Julieta respirava de maneira irregular, seu coração batia selvagemente em seu peito, ambos estavam tão perto que podiam sentir o hálito um do outro e isso só a deixava nervosa, seu corpo sempre reagindo a ele. O que só a fazia ficar duas vezes mais irritada.
— Sei tudo sobre você, Julieta — responde Max sem rodeios e com muita segurança— mas esse não é o ponto. Faltam três meses em ambos os contratos — Max a encurrala com seu corpo e aproxima seus lábios dos dela.
"Como sinto falta desses lábios" pensa Max, sem poder parar de olhá-los.
— Não me obrigue a fazer isso — fala Julieta entre dentes e tristeza nos olhos— não me obrigue a te odiar.
Por muito que ame Max, ela teme que possa chegar a odiá-lo e não é o que ela quer. Ela jamais odiou ninguém e que triste seria começar com o amor de sua vida.
"Talvez nunca foi o amor de sua vida" me diz minha consciência.
Neste ponto Julieta acredita que tudo é possível, só idealizou um amor de crianças. Idealizou o amor de uma menina tola.
— Quer me odiar? Em frente, mas não vai sair do meu lado — sentencia Maximiliano Hawks sem remorso— estará ao meu lado até que... já não esteja.
— Não quero te ver com ela — disse Julieta com a voz pequena, perdendo todo traço de briga— ela é...

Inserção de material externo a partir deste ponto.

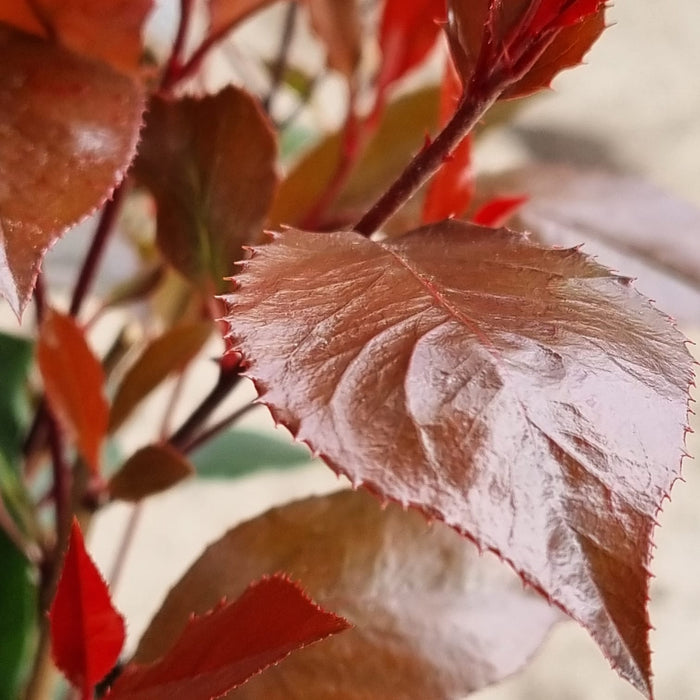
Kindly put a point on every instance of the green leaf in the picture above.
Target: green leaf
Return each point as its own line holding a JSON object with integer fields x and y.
{"x": 15, "y": 358}
{"x": 18, "y": 605}
{"x": 240, "y": 452}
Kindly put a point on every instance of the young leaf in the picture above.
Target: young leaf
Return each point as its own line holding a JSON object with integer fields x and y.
{"x": 452, "y": 187}
{"x": 148, "y": 471}
{"x": 224, "y": 648}
{"x": 109, "y": 30}
{"x": 87, "y": 633}
{"x": 210, "y": 164}
{"x": 69, "y": 127}
{"x": 337, "y": 23}
{"x": 73, "y": 382}
{"x": 432, "y": 618}
{"x": 166, "y": 355}
{"x": 407, "y": 33}
{"x": 528, "y": 41}
{"x": 528, "y": 397}
{"x": 240, "y": 452}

Julieta não podia vê-los juntos como um casal, justo como ela queria fazer.
— Ela não virá ao escritório, me dê três meses e te asseguro que posso te convencer a assinar um novo contrato, se não quiser te deixo ir — assegura Max, acariciando sua bochecha com seus nós dos dedos. Ele nunca tinha feito isso antes e Julieta guardou o momento.

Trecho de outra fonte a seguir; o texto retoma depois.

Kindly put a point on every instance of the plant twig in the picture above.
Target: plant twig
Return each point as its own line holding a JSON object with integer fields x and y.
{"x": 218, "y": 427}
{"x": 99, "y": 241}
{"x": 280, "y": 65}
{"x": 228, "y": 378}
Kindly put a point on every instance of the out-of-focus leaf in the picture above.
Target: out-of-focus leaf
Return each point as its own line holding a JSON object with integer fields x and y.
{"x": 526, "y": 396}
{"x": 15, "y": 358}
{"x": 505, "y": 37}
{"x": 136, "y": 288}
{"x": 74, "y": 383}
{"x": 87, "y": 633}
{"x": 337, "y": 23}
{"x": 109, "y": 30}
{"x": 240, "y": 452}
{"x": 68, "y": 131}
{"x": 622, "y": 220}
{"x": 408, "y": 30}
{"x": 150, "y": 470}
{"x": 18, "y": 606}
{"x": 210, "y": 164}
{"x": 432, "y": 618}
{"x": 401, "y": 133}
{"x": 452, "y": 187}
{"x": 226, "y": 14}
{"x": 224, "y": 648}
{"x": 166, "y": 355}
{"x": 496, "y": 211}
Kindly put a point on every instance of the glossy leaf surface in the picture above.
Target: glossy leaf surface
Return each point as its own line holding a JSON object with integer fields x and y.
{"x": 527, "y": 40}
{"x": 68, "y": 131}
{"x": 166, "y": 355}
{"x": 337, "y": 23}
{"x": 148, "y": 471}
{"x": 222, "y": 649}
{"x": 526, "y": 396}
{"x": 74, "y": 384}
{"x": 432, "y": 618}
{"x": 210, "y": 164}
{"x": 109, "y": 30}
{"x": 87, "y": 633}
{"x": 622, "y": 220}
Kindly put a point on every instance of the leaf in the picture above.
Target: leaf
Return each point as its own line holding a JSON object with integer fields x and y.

Julieta se inclina ante seu toque o que só alivia o desassossego que Maximiliano estava começando a sentir em seu coração.
— Me promete? — pergunta ela esperançosa, ao menos fingir estes meses que a noiva de Maximiliano não existe— não quero vê-la aqui, Max — diz a modo de ultimato.

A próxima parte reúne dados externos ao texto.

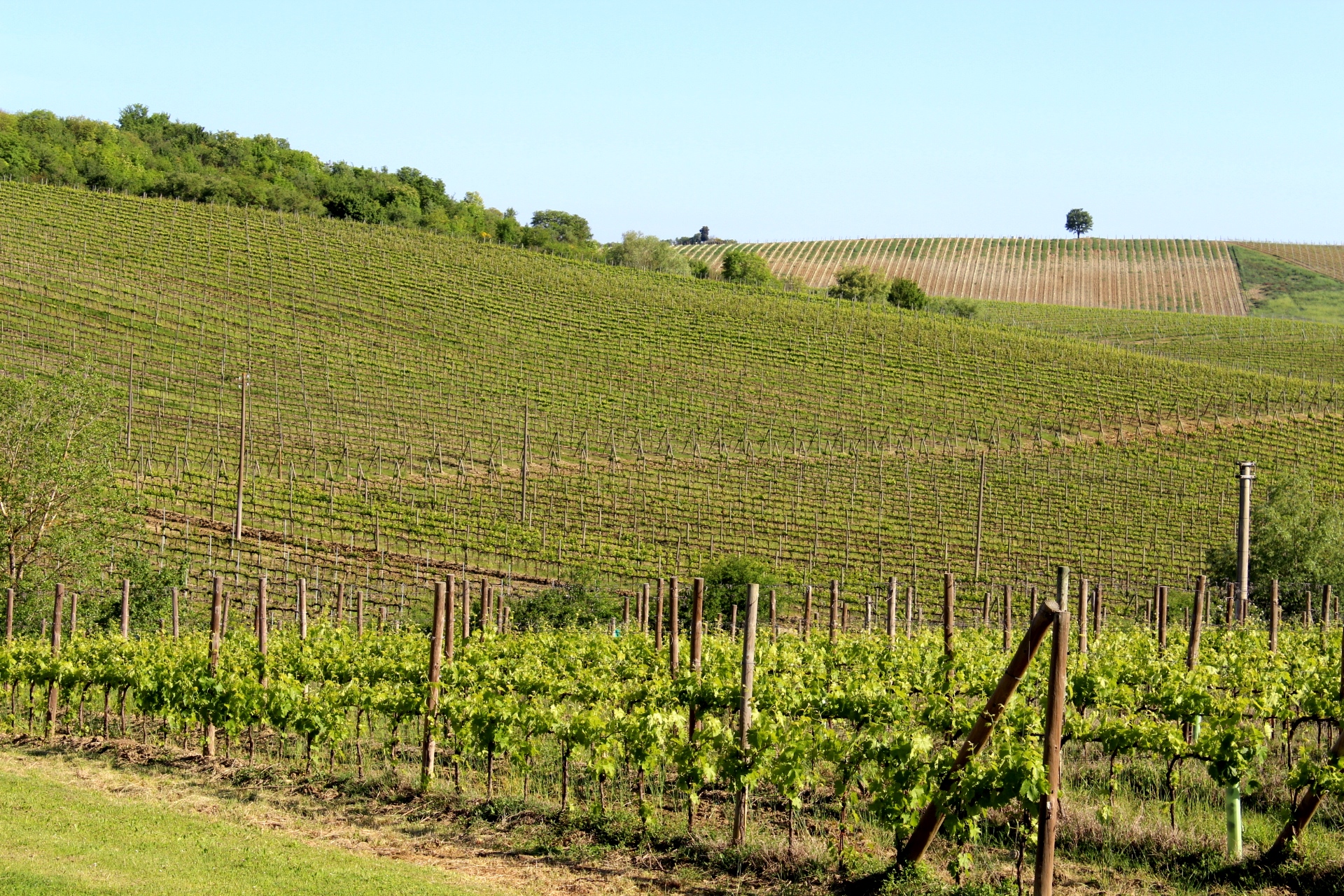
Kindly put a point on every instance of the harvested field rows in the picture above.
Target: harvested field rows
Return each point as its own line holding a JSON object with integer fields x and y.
{"x": 1156, "y": 274}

"Me chamou de Max de novo" era a única coisa que repetia sua mente.
— Não virá, prometo — responde Max com suavidade, sem parar de tocá-la.
Eles nunca tinham tido um momento como este e Max estava surpreso. A surpresa de não se sentir enojado ou entediado por ter que acalmá-la.
Se aproxima mais dela ansioso para beijá-la, tinham se passado muitos dias para seu gosto desde o último beijo.
Julieta lhe daria esses meses e depois iria embora sem dizer mais nada, sabe que se disser que vai ele só ficará mais teimoso e pode fazer uma loucura como algemá-la à cama. Era melhor deixar que confiasse e ir embora quando menos esperasse.
— Só te darei estes três meses — responde Julieta dando um passo atrás justo quando Max queria se inclinar mais para beijá-la— mas não nos veremos mais... intimamente — suas bochechas ficaram vermelhas— isto será exclusivamente de trabalho.
Apesar de que Maximiliano a tinha visto inúmeras vezes em momentos íntimos em milhares de posições nestes três anos, ela continuava corando por ele.
— Bem... — responde Max levemente deixando que se afaste.
Julieta fica surpresa, mas não pensa em discutir isso. Só podia estar aliviada que o escritório fosse à prova de som. Depois de todos esses gritos morreria de vergonha se alguém os escutasse. Seguiu com seu trabalho o mais normal que pôde, mas não podia tirar da mente suas discussões. Jamais tinha brigado antes com Maximiliano, o que ele dizia ela seguia ao pé da letra... até que chegou sua noiva.
Perto do meio-dia o escritório se alvoroçou rapidamente, Julieta levanta a vista para ver o que acontecia com as mulheres do lugar.
— Ali vem — disse uma num sussurro alto.